I have - no other references to ncas-cms or anyone else’s username as far as I can see…
No point letting it keep resubmitting - it thinks you are nobody
Suite : u-cn662
Task Job : 20150323T0000Z/fcm_make2_um/07 (try 1)
User@Host: nobody@nid002477
Try stopping the suite and `rose suite-run --new`
I tried re-running as you suggest. Unfortunately I’m getting the same problem. Where did you find the reference to nobody@nid# ? I imagine I need to update something somewhere with my credentials?

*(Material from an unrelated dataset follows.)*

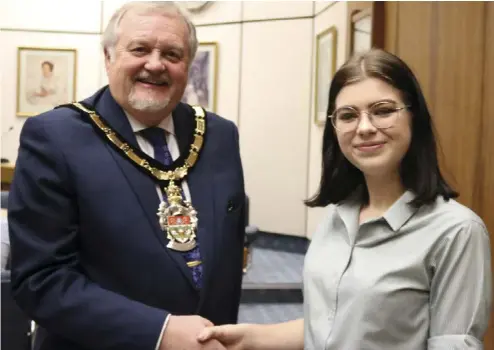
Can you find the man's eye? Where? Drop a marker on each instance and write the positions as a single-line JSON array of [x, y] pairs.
[[139, 49]]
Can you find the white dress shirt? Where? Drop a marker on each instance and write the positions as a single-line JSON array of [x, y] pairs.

In the log file: /home/n02/n02/shakka/cylc-run/u-cn662/log/job/20150323T0000Z/fcm_make2_um/02/job.out
It only thinks you are nobody when trying to run on the compute node. Please try this:
cd /work/n02/n02/shakka/cylc-run/u-cn662/log/job/20150323T0000Z/fcm_make2_um/02
sbatch job
Ahh, so it can only be viewed once the job has finished, got it.
I’ve tried doing that (from archer) - what am I expecting to see? So far I have a confirmation that the job is submitted but I don’t see a command line traceback or any changes in the suite control window.
…and now we’re back to submit-retrying.
Something weird going on - we may need to consult ARCHER – that won’t happen 'til next week.
Okay, thanks for investigating. Will check back in with you next week. Have a great bank holiday weekend. Ella
Hi Grenville, hope you had a nice weekend. Any updates from archer regarding this strange behaviour? E
Hi Ella
Please take a copy of /work/n02/n02/grenvill/eg.slurm
– in your work space (change #SBATCH --account=n02-cms
) , then
sbatch eg.slurm
This is a simple case - what happens?
Grenville
Hi Grenville, I have done this and submitted (from my home directory on archer, i.e. /home/n02/n02/shakka). I get a warning about the working directory not being visible to compute nodes but it does submit the job. Is the “hello Ella” supposed to print to the console? I haven’t seen any output from it. E
you need to put eg.slurm in your /work & sbatch it from there
Apols, that was an obvious mistake. I’ve done that and get an output to .out file that behaves as expected. What does this mean for the UM jobs?